It is necessary to clear the last element of the array because you haven't actually moved the values left by one position, you've only copied them. If you didn't clear out what used to be the last element containing a value, you might inadvertently hold on to copies of deleted values, thereby preventing them from being garbage collected. This is more commonly referred to as a memory leak.

Notice the bounds checking to ensure you don't cause an ArrayIndexOutOfBoundsException when deleting from the last element of the array. In fact, you may like to try commenting out the entire block of code under the if statement and rerunning the tests to see what happens. Also notice you have been careful to take a copy of the value that was stored at the deleted position so that it can be returned to the caller.

It is worth noting here that the capacity of the underlying array never shrinks. This means that if the list grows very large and then shrinks significantly, there may be a lot of "wasted" storage. You could get around this problem by implementing the inverse of ensureCapacity(). Each time you delete an element from the list, you could check the new size against some percentage threshold. For example, once the size drops to 50 percent of the list capacity, you could reallocate a smaller array and copy the contents across, thereby freeing up the unused storage. However, for the sake of clarity, we have chosen not to do this.

As an aside, the code for the JDK implementation of ArrayList behaves in exactly the same way. Again, nothing to worry about in most cases, but something to keep in mind nevertheless.

The second delete() works by first calling indexOf() to determine the position of the first occurrence of the specified value, calling the first delete() method if found. The performance of the first delete() method is O(1)—discounting the time taken to copy the values—whereas the second delete() is intrinsically tied to the performance of indexOf(), giving an average deletion time of O(N).

How It Works

The iterator() method is very simple—you already have the necessary code in the form of the ArrayIterator class from Chapter 2.

Implementing the size() method is even simpler. The insert() and delete() methods already maintain the size of the list, so you simply return whatever value is currently stored in the _size field.

Finally, isEmpty() returns true only if the size of the list is zero (size() == 0). Although trivial in implementation, isEmpty()—like all the convenience methods on the List interface—makes your application code more readable by reducing the amount of "noise."

A Linked List

Rather than use an array to hold the elements, a linked list contains individual elements with links between them. As you can see from Figure 3-3, each element in a linked list contains a reference (or link) to both the next and previous elements, acting like links in a chain.

Elements of a doubly linked list have references in both directions.

Figure 3.3. Elements of a doubly linked list have references in both directions.
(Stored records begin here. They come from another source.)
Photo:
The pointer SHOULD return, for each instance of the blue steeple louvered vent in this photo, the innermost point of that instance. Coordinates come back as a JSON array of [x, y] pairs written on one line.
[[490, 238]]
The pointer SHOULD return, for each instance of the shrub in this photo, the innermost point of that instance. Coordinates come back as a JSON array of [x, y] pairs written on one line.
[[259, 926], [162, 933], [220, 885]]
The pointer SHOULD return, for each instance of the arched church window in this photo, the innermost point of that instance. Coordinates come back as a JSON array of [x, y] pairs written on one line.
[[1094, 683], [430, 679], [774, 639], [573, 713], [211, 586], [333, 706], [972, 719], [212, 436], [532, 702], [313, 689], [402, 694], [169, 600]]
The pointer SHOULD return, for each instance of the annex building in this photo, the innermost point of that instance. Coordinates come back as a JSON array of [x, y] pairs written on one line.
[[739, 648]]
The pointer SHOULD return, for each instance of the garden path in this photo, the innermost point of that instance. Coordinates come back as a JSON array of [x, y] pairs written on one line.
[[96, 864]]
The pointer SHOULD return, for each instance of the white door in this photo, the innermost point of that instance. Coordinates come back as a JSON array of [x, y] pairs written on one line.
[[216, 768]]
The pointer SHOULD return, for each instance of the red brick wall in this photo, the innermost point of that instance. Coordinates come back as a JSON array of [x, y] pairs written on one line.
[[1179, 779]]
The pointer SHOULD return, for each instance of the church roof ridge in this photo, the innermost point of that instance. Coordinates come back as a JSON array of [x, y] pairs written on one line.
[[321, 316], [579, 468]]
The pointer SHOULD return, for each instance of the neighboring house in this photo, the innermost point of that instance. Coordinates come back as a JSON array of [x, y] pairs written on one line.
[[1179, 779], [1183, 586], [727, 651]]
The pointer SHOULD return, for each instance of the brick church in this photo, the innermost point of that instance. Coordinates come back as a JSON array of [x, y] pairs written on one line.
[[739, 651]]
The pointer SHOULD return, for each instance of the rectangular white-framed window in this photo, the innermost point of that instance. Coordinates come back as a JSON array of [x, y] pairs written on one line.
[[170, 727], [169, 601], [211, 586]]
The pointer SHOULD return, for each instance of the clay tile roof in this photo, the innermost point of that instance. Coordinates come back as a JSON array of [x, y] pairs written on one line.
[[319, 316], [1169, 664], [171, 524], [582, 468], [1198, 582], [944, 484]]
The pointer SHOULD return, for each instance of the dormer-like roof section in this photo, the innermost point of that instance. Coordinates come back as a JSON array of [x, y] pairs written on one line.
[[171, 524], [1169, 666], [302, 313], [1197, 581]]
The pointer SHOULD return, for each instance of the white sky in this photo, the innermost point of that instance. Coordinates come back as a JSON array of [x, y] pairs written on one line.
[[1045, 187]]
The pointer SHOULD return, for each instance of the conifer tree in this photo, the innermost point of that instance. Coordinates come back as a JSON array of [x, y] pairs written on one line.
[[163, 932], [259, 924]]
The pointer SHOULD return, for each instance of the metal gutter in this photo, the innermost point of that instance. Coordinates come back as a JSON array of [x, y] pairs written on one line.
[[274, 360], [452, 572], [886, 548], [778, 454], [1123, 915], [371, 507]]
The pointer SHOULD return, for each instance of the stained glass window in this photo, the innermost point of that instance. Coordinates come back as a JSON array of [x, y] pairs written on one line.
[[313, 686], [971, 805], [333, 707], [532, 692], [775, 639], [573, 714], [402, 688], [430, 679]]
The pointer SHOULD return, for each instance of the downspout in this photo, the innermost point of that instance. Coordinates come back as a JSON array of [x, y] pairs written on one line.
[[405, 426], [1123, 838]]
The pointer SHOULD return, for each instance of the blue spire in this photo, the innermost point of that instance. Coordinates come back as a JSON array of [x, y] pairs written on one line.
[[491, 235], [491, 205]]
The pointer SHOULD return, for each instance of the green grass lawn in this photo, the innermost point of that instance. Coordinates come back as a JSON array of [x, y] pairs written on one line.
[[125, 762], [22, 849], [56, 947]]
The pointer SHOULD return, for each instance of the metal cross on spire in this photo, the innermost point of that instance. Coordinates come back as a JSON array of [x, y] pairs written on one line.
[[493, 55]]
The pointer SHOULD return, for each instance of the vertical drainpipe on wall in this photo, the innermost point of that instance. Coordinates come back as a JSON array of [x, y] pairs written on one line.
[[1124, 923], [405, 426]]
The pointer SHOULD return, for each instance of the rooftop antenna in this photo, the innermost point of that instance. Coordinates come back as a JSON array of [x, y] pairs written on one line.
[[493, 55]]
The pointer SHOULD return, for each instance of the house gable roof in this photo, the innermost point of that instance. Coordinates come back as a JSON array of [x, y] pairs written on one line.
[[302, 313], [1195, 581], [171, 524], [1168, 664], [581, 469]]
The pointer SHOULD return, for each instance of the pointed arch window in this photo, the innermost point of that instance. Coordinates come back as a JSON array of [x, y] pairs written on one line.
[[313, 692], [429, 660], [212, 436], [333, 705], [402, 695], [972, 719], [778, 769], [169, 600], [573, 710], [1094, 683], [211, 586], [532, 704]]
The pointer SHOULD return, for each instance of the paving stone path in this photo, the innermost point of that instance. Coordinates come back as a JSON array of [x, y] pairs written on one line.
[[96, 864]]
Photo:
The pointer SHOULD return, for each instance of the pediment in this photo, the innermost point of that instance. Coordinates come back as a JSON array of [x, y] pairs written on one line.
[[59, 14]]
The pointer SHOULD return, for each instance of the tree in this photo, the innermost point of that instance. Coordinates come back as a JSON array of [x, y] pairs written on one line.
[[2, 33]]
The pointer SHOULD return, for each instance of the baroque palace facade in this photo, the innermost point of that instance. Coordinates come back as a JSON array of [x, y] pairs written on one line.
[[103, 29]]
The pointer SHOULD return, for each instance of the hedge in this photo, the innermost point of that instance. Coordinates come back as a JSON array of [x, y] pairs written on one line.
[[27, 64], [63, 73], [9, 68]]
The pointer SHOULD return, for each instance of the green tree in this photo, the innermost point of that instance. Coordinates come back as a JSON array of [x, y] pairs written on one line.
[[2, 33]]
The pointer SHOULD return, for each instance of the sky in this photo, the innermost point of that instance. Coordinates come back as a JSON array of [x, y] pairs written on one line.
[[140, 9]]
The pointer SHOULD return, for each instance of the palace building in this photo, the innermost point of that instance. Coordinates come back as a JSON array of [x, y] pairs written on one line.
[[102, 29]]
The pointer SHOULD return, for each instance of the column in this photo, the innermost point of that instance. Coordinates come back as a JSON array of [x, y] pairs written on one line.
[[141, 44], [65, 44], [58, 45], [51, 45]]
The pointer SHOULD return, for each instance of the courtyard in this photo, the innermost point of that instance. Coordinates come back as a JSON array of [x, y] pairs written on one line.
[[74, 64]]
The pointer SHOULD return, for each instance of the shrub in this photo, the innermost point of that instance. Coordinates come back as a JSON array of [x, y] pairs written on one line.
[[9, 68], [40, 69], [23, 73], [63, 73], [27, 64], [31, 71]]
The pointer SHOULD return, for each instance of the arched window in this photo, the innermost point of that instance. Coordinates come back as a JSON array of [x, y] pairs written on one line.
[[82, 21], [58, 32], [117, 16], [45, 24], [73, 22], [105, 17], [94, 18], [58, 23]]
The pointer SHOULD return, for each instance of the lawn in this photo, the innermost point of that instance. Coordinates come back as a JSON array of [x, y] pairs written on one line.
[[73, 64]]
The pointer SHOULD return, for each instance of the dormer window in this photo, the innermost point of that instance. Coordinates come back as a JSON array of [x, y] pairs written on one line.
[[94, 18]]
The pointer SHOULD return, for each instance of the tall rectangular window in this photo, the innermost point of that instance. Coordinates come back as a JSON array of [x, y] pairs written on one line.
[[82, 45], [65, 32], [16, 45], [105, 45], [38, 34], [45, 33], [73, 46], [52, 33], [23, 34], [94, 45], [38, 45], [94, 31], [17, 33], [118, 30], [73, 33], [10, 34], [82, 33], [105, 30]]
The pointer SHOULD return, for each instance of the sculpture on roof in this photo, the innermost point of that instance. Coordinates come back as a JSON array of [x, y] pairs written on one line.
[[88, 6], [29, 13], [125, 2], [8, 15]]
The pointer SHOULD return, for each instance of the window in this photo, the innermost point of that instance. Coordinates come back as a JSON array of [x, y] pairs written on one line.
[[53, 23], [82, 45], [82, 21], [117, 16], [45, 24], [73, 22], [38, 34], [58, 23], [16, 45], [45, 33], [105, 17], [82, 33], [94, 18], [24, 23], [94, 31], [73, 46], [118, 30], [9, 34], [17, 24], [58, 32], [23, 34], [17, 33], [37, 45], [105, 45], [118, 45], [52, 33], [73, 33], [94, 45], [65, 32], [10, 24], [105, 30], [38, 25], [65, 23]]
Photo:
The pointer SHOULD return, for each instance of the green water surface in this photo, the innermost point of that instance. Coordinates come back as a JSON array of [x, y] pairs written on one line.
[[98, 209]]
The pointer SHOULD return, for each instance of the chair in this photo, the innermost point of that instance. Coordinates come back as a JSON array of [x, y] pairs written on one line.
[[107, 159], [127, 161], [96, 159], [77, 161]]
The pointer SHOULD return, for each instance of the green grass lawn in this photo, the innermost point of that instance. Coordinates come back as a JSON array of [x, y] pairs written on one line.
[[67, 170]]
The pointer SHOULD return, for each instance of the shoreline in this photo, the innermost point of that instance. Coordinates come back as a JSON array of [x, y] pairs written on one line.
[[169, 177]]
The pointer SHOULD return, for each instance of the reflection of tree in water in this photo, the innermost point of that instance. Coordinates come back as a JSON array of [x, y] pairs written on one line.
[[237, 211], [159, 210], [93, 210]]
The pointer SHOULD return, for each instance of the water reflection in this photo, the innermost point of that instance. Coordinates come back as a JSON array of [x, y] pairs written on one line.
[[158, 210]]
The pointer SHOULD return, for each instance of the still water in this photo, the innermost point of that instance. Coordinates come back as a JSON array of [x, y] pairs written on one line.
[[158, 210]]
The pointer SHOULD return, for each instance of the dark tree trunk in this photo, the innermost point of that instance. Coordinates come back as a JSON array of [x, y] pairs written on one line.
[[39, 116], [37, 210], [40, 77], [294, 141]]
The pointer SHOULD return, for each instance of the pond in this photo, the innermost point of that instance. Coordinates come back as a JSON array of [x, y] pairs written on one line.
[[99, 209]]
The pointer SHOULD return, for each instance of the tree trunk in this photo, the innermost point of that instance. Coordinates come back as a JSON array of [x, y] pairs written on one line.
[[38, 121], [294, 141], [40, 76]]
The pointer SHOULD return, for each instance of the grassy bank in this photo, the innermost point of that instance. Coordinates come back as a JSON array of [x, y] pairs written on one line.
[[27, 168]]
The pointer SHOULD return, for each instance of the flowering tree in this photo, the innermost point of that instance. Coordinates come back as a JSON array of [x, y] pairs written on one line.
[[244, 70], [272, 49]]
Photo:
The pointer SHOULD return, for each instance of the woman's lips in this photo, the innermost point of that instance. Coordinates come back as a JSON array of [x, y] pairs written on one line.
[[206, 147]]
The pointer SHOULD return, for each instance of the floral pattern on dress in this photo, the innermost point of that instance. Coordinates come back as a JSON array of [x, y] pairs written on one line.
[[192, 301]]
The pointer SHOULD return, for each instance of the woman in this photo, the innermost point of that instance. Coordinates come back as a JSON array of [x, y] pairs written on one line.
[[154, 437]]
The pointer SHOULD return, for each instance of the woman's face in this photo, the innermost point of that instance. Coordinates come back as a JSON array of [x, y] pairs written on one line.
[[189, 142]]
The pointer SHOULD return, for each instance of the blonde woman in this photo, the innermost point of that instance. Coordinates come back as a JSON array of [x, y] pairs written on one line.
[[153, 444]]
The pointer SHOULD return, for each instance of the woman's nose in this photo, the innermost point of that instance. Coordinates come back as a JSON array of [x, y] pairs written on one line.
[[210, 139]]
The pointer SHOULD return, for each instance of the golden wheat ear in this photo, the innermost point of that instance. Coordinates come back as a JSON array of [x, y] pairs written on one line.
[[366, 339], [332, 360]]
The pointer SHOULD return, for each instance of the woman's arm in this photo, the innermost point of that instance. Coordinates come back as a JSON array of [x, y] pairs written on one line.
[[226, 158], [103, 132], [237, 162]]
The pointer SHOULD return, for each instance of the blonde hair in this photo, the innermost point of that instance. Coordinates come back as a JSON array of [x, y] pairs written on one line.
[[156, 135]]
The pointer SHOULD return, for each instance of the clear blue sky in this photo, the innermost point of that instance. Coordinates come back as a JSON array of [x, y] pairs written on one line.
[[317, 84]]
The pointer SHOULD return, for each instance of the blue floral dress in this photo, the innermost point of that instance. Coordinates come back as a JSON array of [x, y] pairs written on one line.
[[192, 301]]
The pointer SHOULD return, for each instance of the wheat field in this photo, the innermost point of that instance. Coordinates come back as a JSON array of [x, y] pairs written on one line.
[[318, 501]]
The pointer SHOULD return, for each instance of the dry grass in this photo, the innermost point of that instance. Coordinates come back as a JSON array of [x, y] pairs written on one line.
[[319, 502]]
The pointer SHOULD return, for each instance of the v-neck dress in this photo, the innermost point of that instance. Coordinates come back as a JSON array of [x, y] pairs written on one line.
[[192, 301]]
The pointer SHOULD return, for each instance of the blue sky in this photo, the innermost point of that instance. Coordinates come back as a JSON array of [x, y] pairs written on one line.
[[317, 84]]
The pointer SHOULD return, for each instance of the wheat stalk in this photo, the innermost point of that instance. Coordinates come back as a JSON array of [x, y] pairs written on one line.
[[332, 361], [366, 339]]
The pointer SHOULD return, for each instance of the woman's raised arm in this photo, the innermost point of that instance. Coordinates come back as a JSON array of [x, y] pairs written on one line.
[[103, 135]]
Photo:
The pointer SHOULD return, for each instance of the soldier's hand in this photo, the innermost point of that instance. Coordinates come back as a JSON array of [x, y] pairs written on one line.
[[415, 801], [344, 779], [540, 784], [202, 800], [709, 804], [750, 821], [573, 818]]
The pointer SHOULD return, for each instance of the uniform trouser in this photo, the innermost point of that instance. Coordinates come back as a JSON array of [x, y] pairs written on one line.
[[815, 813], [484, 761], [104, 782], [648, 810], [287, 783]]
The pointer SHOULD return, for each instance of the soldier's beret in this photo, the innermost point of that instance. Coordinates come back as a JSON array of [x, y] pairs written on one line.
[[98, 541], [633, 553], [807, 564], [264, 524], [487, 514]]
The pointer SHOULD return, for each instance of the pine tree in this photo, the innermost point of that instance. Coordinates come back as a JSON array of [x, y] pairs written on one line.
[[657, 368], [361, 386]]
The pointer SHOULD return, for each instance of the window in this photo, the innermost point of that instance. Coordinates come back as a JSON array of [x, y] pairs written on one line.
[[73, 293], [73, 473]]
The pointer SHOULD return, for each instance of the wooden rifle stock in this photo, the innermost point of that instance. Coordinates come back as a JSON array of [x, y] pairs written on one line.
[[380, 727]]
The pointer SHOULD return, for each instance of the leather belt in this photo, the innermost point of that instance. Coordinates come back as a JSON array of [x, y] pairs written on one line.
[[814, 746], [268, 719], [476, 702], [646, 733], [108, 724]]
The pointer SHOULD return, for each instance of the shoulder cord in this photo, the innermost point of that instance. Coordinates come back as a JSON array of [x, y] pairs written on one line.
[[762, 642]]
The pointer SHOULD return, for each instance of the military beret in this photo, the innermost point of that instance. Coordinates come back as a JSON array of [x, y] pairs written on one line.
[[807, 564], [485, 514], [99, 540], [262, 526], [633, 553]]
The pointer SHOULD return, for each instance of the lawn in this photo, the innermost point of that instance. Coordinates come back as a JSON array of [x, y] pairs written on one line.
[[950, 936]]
More precisely, this is referred to as a doubly linked list (each element has two links), as opposed to a singly linked list in which each element has only one link. This double linking makes it possible to traverse the elements in either direction. It also makes insertion and deletion much simpler than it is for an array list.

As you might recall from the discussion on array lists, in most cases when deleting or inserting, some portion of the underlying array needs to be copied. With a linked list, however, each time you wish to insert or delete an element, you need only update the references to and from the next and previous elements, respectively. This makes the cost of the actual insertion or deletion almost negligible in all but the most extreme cases. For lists with extremely large numbers of elements, the traversal time can be a performance issue.

A doubly linked list also maintains references to the first and last elements in the list—often referred to as the head and tail, respectively. This enables you to access either end with equal performance.

How It Works

As you did for your ArrayListTest class earlier, you extend AbstractListTestCase in order to take advantage of all the predefined test cases. This time, however, the createList() method returns an instance of LinkedList. Notice also that this time you haven't created any additional test cases because the tests already defined in AbstractListTestCase will be sufficient.

How It Works

As with any other list, the first thing you need to do is implement the List interface. Once again, you track the size of the list through the instance variable _size. (Theoretically, you could derive the size each time it's required by counting every element, but that really wouldn't scale!)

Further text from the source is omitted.